Securing the Pipeline

Norwegian powerhouse, Hydro, strengthens ties between IT and business leaders

The Norwegians have been seeking their fortunes in the North Sea for about 1,300 years. But it's been less than half a century-since 1963-that they found them. It was then that the country's scientists, economists, and government agencies agreed that the black pitch seeping from the coal beds on either side of the sea-the same goo their Viking ancestors used to seal the planks of their ships-would change the fortunes of the nation and along with it, one of its oldest commercial enterprises, Norsk Hydro (Hydro). "We are a true Norwegian company," Torstein Gimnes Are says wryly. "We all have to agree on everything before we implement a solution."
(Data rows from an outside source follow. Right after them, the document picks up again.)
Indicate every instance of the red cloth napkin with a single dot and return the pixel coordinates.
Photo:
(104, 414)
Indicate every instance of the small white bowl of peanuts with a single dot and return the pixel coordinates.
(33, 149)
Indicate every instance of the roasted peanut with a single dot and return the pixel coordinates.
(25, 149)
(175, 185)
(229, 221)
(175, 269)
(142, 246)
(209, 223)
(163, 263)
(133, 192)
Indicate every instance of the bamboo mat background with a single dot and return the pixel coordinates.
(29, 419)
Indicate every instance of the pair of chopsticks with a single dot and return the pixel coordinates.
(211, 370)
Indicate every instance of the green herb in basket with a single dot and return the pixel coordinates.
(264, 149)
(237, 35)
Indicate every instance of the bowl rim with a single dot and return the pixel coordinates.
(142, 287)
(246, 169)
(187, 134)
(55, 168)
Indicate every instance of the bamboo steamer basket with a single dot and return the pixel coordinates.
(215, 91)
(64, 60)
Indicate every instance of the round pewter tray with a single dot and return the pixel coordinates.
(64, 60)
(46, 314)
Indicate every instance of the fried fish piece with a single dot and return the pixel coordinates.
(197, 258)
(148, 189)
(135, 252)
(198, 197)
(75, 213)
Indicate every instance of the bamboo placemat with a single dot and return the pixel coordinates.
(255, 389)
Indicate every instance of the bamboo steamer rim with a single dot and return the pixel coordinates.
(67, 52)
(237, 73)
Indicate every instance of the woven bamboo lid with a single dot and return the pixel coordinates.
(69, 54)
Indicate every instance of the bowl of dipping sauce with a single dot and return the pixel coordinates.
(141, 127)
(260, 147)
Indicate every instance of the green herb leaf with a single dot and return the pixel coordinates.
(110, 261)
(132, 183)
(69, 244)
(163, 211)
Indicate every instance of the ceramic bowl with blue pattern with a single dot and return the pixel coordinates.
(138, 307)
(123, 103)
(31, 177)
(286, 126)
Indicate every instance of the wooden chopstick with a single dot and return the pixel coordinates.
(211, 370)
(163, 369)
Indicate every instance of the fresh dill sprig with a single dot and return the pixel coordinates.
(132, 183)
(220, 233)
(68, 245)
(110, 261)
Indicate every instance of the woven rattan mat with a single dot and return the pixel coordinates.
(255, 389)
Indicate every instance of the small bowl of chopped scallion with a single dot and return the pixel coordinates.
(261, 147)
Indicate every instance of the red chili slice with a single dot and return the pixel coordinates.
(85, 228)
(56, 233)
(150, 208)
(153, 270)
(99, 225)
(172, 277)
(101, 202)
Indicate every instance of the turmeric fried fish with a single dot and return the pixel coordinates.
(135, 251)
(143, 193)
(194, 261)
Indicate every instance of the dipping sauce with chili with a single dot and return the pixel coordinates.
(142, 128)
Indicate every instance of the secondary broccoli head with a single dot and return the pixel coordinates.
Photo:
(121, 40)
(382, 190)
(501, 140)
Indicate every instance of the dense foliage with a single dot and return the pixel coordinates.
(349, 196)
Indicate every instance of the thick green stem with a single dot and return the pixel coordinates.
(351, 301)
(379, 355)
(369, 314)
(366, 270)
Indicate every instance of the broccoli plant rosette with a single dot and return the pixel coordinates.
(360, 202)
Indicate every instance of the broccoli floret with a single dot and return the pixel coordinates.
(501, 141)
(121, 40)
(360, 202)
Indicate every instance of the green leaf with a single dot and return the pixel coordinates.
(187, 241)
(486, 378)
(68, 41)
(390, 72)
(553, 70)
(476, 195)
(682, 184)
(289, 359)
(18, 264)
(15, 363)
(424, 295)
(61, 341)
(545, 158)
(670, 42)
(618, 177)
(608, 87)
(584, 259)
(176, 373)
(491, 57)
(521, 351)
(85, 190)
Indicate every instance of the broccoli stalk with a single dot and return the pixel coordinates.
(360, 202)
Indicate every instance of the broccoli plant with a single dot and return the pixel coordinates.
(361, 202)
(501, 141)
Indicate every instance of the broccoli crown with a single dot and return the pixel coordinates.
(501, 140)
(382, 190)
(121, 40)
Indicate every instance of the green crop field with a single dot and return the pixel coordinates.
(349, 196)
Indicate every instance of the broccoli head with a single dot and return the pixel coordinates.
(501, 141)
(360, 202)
To Gimnes Are, Hydro's director of corporate information services security since 2004, that meant getting consensus on a policy to protect the data of a company that long outgrew its roots as a fertilizer manufacturer and is today a NOK200 billion (about US$30 billion) per year enterprise, a leading offshore producer of oil and gas, and the world's third-largest aluminum supplier.

Simplifying solutions

To keep the information handled by Hydro's 33,000 employees in 40 countries safe, Gimnes Are focused on improving security reporting from technology solutions and simplifying data protection standards for Hydro's business leaders. "Better reporting gives us better documentation to take to management when we need money to improve things," Gimnes Are explains. "All the security processes we put into place for information risk management must be easy to understand and deploy. That improves our ability to get best practices implemented in the business areas."
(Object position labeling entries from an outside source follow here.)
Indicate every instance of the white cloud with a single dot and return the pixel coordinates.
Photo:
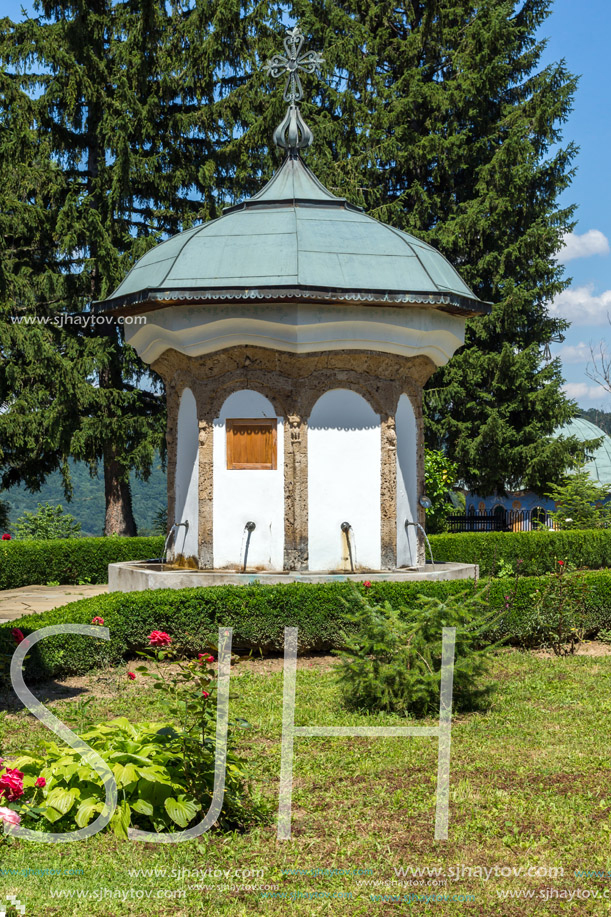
(574, 353)
(582, 306)
(592, 242)
(581, 392)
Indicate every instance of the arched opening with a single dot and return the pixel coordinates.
(186, 503)
(344, 480)
(248, 484)
(538, 517)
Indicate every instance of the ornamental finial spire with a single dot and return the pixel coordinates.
(292, 133)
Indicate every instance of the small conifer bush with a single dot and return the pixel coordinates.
(392, 658)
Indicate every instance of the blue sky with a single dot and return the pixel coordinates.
(579, 33)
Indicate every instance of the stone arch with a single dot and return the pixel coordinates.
(344, 482)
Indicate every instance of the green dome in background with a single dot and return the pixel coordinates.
(599, 467)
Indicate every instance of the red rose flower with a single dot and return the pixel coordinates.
(11, 784)
(8, 816)
(159, 638)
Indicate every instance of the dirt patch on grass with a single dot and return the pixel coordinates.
(587, 648)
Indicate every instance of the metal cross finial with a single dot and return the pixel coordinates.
(293, 133)
(292, 63)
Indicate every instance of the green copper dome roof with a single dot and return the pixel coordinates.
(599, 467)
(294, 240)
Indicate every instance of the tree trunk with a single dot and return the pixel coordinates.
(119, 515)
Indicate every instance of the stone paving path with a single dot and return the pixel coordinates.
(14, 603)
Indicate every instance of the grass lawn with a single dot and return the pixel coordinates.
(530, 789)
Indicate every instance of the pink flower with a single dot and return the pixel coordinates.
(11, 784)
(8, 816)
(159, 638)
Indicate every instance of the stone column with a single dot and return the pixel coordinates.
(388, 493)
(206, 432)
(173, 401)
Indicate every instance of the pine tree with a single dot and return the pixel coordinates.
(120, 123)
(441, 121)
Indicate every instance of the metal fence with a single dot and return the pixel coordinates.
(513, 520)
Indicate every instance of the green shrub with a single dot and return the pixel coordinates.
(156, 791)
(68, 561)
(259, 614)
(392, 663)
(47, 523)
(530, 553)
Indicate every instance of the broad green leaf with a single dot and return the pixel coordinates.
(52, 815)
(143, 806)
(60, 799)
(87, 809)
(154, 792)
(120, 821)
(181, 810)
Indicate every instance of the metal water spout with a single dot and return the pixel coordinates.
(249, 528)
(428, 543)
(173, 529)
(346, 529)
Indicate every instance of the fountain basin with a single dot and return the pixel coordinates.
(136, 576)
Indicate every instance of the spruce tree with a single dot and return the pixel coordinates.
(120, 123)
(438, 118)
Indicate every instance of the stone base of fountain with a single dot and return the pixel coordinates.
(136, 576)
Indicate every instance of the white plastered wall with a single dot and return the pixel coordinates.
(344, 473)
(407, 483)
(242, 495)
(185, 542)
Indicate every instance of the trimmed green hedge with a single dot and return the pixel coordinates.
(259, 614)
(68, 560)
(538, 551)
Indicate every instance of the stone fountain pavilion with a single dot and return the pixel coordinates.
(294, 335)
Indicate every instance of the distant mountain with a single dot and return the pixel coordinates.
(87, 505)
(602, 419)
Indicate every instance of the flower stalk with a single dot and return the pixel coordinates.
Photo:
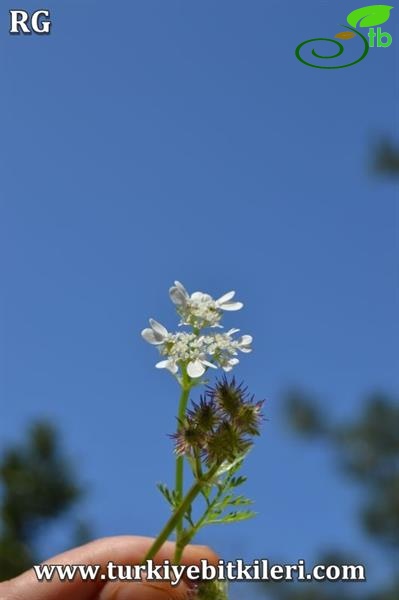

The Hydro oil and energy business area is mainly centralized in Norway, while its aluminum metals and products business area operates factories and offices worldwide. The information security standard is a complex 10-page document based on ISO 17799, an internationally recognized set of controls. Gimnes Are is currently simplifying the best practice documentation by communicating the relevant requirement to the right target group or role in the business areas. "I provide the corporate requirements as to how people can handle information electronically. But it is each business area's responsibility to abide by those requirements," Gimnes Are says. "The IS organization strives to get the business side to take responsibility for information security."

To that end, Gimnes Are has been working for the past year to anchor IS concerns into Hydro's enterprise risk management process.

"We began thinking this should be a bottom-up process. We would do a risk analysis for every system and then aggregate a risk picture for the information services systems. It is a demanding process and the CIOs from each business area wouldn't accept it," says Gimnes Are. "Instead, they wanted a top-down approach, so we built the requirements into the enterprise risk management process. Now, when information systems pose an enterprise-level risk, we dig into a more detailed risk analysis of that system. Linking the process of information risk management to enterprise risk management has been an important task for us."